The process advanced by the NCAA hinders representation provided by legal counsel creating an atmosphere fraught with ethical dilemmas and pitfalls that an attorney consulting a student-athlete must encounter. Will the attorney be able to advance what is best for the client or will a neutral party, the NCAA, tie his hands? What harm could possibly befall the student-athlete if such a rule were not found? What occurs if the parents of a student are attorneys or for that matter sports agents? What would have happened if Tim Baratta [the lawyer hired by the plaintiff] had been in the kitchen or outside or on the patio instead of in the same room as his client when the offer from the Minnesota Twins was made to Plaintiff?

This Court appreciates that a fundamental goal of the member institutions and the Defendant is to preserve the clear line of demarcation between amateurism and professionalism. However, to suggest that Bylaw accomplishes that purpose by instructing a student-athlete that his attorney cannot do what he was [sic] hired him or her to do, is simply illegitimate.
The NCAA indicated in a statement [NYT report] that it would appeal Thursday's ruling to a higher court.

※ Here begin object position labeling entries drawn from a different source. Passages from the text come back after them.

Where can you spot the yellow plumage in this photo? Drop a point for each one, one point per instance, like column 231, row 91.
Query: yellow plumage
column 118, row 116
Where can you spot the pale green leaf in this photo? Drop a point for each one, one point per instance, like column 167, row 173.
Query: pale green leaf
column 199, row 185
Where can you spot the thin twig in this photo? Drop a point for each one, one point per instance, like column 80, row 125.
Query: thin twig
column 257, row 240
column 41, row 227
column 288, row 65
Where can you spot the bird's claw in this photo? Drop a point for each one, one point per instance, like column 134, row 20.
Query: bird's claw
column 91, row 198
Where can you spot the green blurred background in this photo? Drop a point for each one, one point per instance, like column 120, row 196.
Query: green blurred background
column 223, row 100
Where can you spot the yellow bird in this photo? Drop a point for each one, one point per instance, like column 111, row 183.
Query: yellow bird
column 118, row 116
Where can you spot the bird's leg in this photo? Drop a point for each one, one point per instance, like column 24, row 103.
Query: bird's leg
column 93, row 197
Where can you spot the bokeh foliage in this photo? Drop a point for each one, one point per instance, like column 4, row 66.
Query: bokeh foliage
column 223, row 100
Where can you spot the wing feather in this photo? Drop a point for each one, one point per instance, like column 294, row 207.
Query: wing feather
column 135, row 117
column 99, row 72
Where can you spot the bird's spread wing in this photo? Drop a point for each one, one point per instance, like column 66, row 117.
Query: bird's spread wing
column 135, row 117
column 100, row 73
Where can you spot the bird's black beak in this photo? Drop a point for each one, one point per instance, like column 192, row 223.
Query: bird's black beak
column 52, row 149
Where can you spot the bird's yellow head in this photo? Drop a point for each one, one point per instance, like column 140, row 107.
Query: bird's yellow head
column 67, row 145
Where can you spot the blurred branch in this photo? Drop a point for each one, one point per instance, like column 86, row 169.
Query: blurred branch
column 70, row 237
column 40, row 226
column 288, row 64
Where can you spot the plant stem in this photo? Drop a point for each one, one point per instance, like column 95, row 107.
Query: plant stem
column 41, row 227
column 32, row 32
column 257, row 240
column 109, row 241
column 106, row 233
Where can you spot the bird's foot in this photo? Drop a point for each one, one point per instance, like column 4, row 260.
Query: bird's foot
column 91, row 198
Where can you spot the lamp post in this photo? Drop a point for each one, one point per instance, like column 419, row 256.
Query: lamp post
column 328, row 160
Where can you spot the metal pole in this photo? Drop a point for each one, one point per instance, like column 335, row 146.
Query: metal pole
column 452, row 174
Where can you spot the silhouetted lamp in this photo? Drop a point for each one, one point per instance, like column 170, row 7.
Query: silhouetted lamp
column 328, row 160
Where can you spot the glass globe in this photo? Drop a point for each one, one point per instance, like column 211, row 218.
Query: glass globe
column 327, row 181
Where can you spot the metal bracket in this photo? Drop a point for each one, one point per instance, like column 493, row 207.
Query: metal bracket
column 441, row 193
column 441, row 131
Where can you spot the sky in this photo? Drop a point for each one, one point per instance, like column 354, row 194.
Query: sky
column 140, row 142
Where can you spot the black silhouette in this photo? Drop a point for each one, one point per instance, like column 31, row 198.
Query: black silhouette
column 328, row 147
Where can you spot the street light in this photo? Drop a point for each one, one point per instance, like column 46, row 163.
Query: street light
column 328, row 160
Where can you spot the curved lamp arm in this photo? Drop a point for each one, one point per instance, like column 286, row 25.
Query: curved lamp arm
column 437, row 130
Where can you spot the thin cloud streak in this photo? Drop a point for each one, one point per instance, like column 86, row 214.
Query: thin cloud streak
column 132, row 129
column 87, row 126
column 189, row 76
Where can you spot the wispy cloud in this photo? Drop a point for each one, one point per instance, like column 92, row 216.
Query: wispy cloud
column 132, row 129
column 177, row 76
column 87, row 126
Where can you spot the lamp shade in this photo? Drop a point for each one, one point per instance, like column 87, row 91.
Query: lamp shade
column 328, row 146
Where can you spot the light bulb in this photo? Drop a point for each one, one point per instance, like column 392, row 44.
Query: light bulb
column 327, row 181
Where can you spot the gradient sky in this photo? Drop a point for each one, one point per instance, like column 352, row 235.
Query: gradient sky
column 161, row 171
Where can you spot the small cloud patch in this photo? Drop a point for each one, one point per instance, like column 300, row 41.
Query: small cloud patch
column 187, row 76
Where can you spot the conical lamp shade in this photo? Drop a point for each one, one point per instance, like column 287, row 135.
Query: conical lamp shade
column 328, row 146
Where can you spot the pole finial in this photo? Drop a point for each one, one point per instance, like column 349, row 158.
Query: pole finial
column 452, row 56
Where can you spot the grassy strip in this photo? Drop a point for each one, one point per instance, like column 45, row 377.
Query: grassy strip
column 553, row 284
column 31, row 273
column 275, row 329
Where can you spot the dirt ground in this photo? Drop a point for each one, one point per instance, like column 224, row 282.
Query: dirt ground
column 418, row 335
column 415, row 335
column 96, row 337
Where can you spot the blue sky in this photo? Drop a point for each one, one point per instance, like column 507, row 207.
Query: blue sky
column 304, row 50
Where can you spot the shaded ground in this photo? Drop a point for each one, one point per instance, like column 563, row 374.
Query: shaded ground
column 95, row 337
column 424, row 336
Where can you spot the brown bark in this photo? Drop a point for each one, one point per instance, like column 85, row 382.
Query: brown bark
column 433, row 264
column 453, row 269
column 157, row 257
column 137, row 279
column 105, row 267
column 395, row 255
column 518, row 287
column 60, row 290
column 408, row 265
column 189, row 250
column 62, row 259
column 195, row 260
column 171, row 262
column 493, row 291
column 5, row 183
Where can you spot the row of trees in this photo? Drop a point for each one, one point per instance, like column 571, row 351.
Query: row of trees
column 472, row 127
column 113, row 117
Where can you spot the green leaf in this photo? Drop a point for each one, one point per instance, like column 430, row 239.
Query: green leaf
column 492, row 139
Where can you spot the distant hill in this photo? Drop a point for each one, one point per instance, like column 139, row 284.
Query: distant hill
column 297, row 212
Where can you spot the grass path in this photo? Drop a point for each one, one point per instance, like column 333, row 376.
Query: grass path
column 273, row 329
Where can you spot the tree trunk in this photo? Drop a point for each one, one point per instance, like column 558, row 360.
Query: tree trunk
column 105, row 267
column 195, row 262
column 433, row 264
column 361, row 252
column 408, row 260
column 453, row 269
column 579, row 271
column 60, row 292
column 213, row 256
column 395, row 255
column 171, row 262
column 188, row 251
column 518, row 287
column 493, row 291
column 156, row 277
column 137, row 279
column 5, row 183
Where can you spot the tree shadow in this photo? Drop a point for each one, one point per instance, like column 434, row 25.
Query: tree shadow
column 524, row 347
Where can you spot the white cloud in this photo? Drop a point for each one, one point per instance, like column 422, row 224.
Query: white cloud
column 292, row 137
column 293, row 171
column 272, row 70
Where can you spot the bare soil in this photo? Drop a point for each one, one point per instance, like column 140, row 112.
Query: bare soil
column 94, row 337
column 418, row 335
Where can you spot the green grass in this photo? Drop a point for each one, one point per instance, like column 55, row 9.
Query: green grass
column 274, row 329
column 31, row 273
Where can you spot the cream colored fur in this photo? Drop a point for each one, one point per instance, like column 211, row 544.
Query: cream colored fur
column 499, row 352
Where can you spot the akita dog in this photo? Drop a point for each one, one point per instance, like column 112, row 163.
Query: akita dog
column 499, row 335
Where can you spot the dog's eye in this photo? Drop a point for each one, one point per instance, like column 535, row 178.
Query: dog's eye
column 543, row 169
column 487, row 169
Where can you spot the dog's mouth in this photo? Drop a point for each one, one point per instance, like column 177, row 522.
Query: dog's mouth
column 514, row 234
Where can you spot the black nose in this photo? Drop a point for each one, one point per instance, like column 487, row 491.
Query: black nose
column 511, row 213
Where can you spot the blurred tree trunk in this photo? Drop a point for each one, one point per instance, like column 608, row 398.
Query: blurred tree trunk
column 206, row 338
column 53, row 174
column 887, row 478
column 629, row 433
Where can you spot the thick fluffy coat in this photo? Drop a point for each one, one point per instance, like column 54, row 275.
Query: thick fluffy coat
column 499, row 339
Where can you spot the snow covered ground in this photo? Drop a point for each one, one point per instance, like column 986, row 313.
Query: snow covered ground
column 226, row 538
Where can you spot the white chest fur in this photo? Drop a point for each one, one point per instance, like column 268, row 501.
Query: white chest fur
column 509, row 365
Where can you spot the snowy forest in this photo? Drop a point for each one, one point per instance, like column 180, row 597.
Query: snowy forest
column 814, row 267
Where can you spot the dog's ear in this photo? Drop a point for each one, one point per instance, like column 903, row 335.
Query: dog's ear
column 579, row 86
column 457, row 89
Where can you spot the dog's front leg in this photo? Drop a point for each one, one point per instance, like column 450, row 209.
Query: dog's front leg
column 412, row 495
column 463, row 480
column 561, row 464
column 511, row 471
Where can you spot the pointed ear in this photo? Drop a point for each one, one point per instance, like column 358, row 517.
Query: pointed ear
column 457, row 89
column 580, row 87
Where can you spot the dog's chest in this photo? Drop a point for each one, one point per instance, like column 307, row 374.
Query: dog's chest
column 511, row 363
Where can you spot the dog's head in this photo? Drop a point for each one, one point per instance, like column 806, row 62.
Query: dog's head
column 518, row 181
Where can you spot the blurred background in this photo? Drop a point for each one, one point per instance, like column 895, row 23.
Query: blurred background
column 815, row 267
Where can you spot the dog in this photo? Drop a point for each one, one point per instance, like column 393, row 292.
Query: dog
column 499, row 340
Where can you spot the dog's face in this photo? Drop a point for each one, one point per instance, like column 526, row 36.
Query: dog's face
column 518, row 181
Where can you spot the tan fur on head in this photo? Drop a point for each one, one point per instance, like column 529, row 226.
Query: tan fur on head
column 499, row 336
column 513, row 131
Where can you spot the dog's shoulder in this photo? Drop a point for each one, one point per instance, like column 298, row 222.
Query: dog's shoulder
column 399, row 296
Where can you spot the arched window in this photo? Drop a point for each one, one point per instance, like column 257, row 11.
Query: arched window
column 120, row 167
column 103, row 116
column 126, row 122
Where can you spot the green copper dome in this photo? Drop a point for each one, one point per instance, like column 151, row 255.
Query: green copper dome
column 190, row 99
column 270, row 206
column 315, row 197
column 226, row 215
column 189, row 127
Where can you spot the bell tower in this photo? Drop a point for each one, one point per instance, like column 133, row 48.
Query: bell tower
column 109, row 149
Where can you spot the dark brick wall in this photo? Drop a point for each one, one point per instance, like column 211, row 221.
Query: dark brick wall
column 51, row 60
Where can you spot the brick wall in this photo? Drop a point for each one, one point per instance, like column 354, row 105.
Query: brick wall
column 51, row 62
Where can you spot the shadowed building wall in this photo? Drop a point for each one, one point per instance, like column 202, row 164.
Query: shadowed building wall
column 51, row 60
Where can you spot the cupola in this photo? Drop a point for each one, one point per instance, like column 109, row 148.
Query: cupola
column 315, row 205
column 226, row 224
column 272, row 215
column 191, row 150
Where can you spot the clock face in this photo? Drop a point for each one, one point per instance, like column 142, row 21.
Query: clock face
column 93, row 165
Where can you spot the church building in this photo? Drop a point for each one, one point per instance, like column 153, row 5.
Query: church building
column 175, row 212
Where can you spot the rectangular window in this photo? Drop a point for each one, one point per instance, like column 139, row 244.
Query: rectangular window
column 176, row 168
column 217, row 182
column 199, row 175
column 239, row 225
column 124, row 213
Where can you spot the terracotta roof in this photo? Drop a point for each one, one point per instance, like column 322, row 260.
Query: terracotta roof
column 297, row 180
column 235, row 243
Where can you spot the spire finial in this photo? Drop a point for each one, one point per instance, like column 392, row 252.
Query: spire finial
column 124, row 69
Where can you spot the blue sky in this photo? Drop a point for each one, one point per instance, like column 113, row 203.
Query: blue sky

Judge Tone's ruling in Oliver v. NCAA could have significant impact on both collegiate baseball and the signing of drafted players by professional clubs, as well as the NCAA's overarching player-eligibility scheme. Currently, many high school players attempt to negotiate professional contracts without the substantial assistance of legal advisers in order to maintain NCAA eligibility. The repeal of the NCAA bylaw could lead to an increase in the number of drafted amateur players signing professional contracts immediately after high school due to the assistance of legal counsel in the negotiating process. Such an increase would also lead to a decreasing number of high-quality amateur baseball players enrolling in NCAA collegiate baseball programs. Unlike student-athletes in other NCAA sports, baseball players are eligible to be drafted after graduating from high school [AP report].